The Basque region straddles France and Spain and is well known for its excellent food. It’s also where Chef Chantal Véchambre spent much of her childhood, growing up near the ocean in Biarritz, France. Her menu is a reminiscence of her upbringing and the food of her youth, and features a selection of classic French Basque dishes
This is a classic fisherman’s soup similar to the Provençal bouillabaisse, made with a variety of fish, gambas (Mediterranean shrimp), mussels, and tomatoes, and spiced with the distinctive Espelette pepper, from the Espelette region in the Pyrenees.
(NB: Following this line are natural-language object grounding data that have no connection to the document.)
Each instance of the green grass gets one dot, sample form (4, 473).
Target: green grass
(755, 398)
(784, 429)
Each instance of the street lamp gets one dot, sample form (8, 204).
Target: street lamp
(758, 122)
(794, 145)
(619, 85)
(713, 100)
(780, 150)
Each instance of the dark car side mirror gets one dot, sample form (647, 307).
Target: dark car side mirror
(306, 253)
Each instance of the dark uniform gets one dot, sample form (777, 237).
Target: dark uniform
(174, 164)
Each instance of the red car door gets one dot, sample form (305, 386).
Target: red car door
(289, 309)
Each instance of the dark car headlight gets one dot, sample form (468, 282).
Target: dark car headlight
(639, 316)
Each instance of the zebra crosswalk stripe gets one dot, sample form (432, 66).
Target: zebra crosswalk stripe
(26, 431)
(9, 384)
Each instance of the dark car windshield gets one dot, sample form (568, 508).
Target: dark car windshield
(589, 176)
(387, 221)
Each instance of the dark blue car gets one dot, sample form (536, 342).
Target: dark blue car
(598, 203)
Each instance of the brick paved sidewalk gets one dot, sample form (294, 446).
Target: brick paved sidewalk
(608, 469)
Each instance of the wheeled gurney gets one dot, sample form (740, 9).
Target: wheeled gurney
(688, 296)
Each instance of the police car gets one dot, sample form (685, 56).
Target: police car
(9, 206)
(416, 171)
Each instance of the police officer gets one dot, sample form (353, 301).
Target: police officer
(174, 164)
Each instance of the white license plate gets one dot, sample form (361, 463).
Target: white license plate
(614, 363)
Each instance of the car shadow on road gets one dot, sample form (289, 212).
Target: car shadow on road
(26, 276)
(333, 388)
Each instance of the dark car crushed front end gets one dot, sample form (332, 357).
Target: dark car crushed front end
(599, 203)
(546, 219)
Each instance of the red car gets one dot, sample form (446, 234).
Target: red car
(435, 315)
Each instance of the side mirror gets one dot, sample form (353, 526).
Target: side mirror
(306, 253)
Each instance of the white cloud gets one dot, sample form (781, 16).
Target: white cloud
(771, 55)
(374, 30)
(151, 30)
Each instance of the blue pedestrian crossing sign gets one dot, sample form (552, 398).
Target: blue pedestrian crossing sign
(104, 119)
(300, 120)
Served with large croutons of bread.
Chicken Basquaise and Piperade
Seared chicken legs are a slow-cooked with a Basque piperade stew of onions, garlic, green & red peppers, plenty of tomatoes, and spiced with the traditional Espelette pepper. Served over rice, with a light green salad.
One of the most well know Basque specialities, this dessert is neither strictly a tart nor a cake, but rather a sweet sourdough pastry with one of two traditional fillings. You’ll get to try both versions; one with rich creme patissiere, and the traditional dark cherry marmalade using the Itxasxou cherries found in the region.
Bayonne Hot Chocolate
The Bayonne region has had a rich history of chocolate makers, many of whom were Sephardic Jews who resettled there after being driven away from other areas outside Iberia and the Basque region. This spicy hot chocolate, gets its kick from the characteristic Espelette pepper.
Chantal Vechambre, a French national and trained chef, spent 6 years in Atlantic Canada, in part researching her award-winning book French Taste in Atlantic Canada, A gastronomic history 1604-1758, about the ingredients, adventures and history of the Acadian people who lived at the Fortress of Louisbourg in Nova Scotia.
Every weekend The Depanneur invites a guest chef to host a fun, informal dinner party.